I guess though, that what I’ve realized, is that all of this (most of the time, anyway), doesn’t really bring me down anymore. I cook and feed and clean and study and it’s just… the way, you know? Some days I’m wired and some days I’m utterly exhausted and most days fall somewhere in between those two extremes. I had planned on mopping today, but my longish run this morning kicked my butt, so I scrapped those plans and made muffins and then rested on the couch for half an hour while the girls’ played dollies.
More importantly than not seeing it as a burden anymore, I also realize that it’s ok. It’s all going to be ok. I do what I can, and I usually do my best. My kids never go hungry or cold or to bed without a story. There’s no one casting stones at me regarding the amount of dust on the picture frames on my mantle and on the day when I meet my maker, the number of times my bathroom smelled like pee will not come into question.

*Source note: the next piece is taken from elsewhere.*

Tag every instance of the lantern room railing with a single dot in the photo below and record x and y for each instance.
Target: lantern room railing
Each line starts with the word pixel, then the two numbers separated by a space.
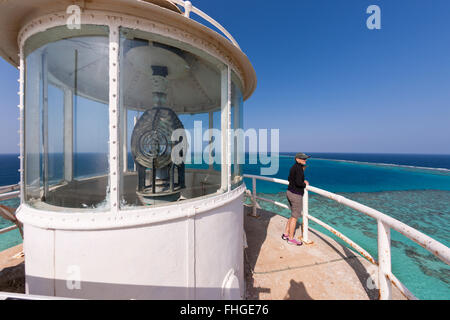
pixel 8 193
pixel 384 222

It’s hard when kids are babies. They are wonderful and special and amazing, but it’s hard. And it wasn’t even until I got away from it that I realized how difficult it had been. They were heavy (figuratively), I carried them everywhere. I used to think about Steve dying and leaving us, and I concluded that I would never love another man. Because who would want me with all this baggage? And yesterday, as I thought about my children and my dog and my home and my life, I realized that if Steve died and left us, I may never love another man. Not because another man couldn’t handle my baggage though, but because I don’t know that I’d be willing to share this gift – of raising them, of knowing them, of caring for them, of opening my heart to learn from them – with anyone else.
And I think that maybe that has made all the difference.